I omit I was somewhat surprised, because why she’d be going back there I didn’t exactly see. But she said, “Home to me now is Lacuvidere, the place Ben took me to Thursday, when we got married — the house he built by his lake, up there in Frederick County, the house we both built by the lake, those beautiful golden days when Steve would be in New York and we could do things together. Mandy, he phoned one friend from Dover, telling the news, but that one friend was enough. When we got there and he carried me over the threshold, suddenly music started, and then there they all were with candles, his friends, bringing us into our home. For three hours they warmed us and cheered us and loved us. I couldn’t have faced them again if Ed Vernick had shot off his mouth. That’s what I mean, that ‘I can go home again!’”
“Well, Mother, he didn’t shoot it off.”
“That’s right, thanks to me.”
She gave me a little hug, then jumped up and whipped off her nightie, so except for the bow in her hair, she had nothing on at all. She was simply beautiful. She opened the closet and took out a dress, a dark red one of gros-grained silk. But then she took out another, a dark blue with black binding on it at neck, sleeves, and hem. She said, “Mandy, I got it for you yesterday, after you left.” Then she undressed me, so except for the ribbon in my hair, I was as naked as she was. We both stood in front of the mirror, she giving me kisses and slaps and slaps and kisses, a lot. And two funny things I noticed: first, except in the face and hair, I was practically her twin in height, size, and shape, something I hadn’t known. And second, Mr. Wilmer just sat there and smiled, making no move to go, and she let him. That seemed the funniest of all, when I thought about it later. I mean he didn’t go and I didn’t mind; I didn’t know why. I didn’t have a stitch on, and yet it seemed all right that he should be there looking on. Of course, not for long. I slipped into fresh underwear and the beautiful dress, feeling quite proud of myself at how I was going to look, going to sign my confession. When we were all dressed and breakfast was on the way up, she said, “Mandy, when this is all over, we’ll have a surprise for you, one I think you’re going to like. But first things first. Let’s wind this awful thing up before we start something else.”
We all three went down soon as we finished breakfast, said hello to Steve in the coffee shop, walked around to Mr.
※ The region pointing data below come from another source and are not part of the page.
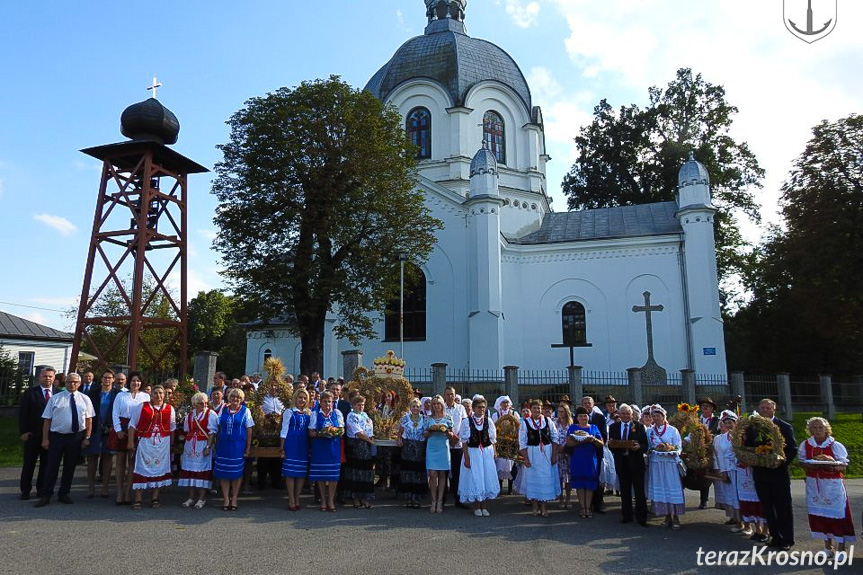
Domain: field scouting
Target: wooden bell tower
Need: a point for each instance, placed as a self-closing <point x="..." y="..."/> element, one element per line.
<point x="138" y="247"/>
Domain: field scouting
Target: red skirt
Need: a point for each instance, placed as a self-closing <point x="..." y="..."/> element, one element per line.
<point x="114" y="442"/>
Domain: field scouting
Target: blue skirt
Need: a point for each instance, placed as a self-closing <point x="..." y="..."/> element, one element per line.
<point x="229" y="460"/>
<point x="296" y="463"/>
<point x="326" y="459"/>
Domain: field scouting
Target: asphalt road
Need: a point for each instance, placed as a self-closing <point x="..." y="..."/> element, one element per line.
<point x="95" y="537"/>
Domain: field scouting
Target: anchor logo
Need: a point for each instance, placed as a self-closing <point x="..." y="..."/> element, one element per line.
<point x="793" y="13"/>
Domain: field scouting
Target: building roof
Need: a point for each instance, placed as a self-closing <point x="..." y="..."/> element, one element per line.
<point x="14" y="327"/>
<point x="605" y="223"/>
<point x="454" y="60"/>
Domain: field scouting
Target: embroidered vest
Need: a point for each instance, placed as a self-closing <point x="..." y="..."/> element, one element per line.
<point x="537" y="436"/>
<point x="478" y="437"/>
<point x="148" y="423"/>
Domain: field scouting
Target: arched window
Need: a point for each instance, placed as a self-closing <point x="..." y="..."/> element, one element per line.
<point x="574" y="324"/>
<point x="419" y="131"/>
<point x="493" y="135"/>
<point x="414" y="308"/>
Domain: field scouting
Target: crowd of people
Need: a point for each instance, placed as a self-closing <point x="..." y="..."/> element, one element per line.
<point x="447" y="448"/>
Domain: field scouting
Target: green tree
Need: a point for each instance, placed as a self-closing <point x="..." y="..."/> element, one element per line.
<point x="317" y="195"/>
<point x="806" y="313"/>
<point x="633" y="156"/>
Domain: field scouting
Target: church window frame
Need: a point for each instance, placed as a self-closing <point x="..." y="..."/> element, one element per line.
<point x="574" y="323"/>
<point x="415" y="308"/>
<point x="494" y="135"/>
<point x="418" y="125"/>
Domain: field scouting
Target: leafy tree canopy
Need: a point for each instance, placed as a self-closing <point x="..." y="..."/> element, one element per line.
<point x="317" y="197"/>
<point x="633" y="156"/>
<point x="806" y="313"/>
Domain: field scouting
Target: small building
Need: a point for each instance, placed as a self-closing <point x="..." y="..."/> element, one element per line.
<point x="33" y="344"/>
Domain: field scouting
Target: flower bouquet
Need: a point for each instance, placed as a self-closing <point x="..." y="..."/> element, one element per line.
<point x="758" y="442"/>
Clawson’s, and then taxied to City Hall, where Mr. Haynes’s office was. When we got there the same girl was there, the one who had worked the stenotype, as well as the tape recorder. Mr. Haynes brought us all in his private office and she handed him some papers, not yet stapled together, that seemed to be my confession. He read it, though pretty fast, as though he’d seen it before, and then gave it to me, saying, “Yes, Mandy, I think it’s in order now. Will you sign it, here at the end, on the line she’s marked with an X. Then initial each page.”
But, like I told Mrs. Minot, curiosity killed the cat, and I wanted to read what I’d said. It was not what I’d said at all! It was all different and left out about the gun and how scared Rick and I were. It had in about the mink coat, but nothing about Rick backing out, or trying to, before being made at gunpoint. It was loused from beginning to end, and I yelped, “It’s not what I said. It’s been doctored!”
“Yes, Mandy? In what way doctored?”
Mr. Haynes was very cold, but I told him. More than I’ve put in here. By that time Mr. Clawson had had a look, and he chimed in too: “What’s the big idea, Jack? Having Mandy’s statement rewritten?”
“Well, we generally do. You have to pull it together so it makes some kind of sense.”
“It made plenty of sense as she said it.”
“Not to a jury it wouldn’t.”
“Since when is a jury so dumb?”
That was Mother, sounding like ground glass in a blender. By that time she’d had a look too, and she went on, “I’ve had to sit in court while cases were being tried, and my observation was not that juries were dumb, but that they weren’t — that that was the trouble with them, from the lawyer’s point of view. Could it be that you rewrote Mandy’s statement as a way of convicting that boy?”
“I’ve said why I had it rewritten.”
“You have indeed.”
“You doubt my word?”
He was pretty ugly about it, but she said, “Come here.”
He didn’t move, and she went over to him. She leaned close, patted his cheek, and said, “You don’t look like no lion tamer.”
“Just like a lying son of a bitch?”
He laughed and she laughed, telling him, “You go wash your mouth out with soap! Why, the very idea, saying something like that in mixed company! And good-looking as you are, and truthful-looking! You stop cutting your eye at me, or I’ll be falling for you! Where’s the typescript? Of the tape? From the recording machine? She’ll sign that, and that’s all she’ll sign, or we’re starting all over again.”
“Mr. Wilmer, you have a persuasive wife.”
“Oh, she generally gets her way.”
“And a damned beautiful wife.”
“She’ll pass in a crowd, no doubt.”
“Pass in it? She’ll light it up like a star shell.”
By that time he had motioned to the girl, who got another paper out of her dispatch case, a thick one, all stapled up in a blue cover. Mother took it, glanced through it, flipping the pages over, and said, “OK, this is it. Mandy? Do you have a pen?”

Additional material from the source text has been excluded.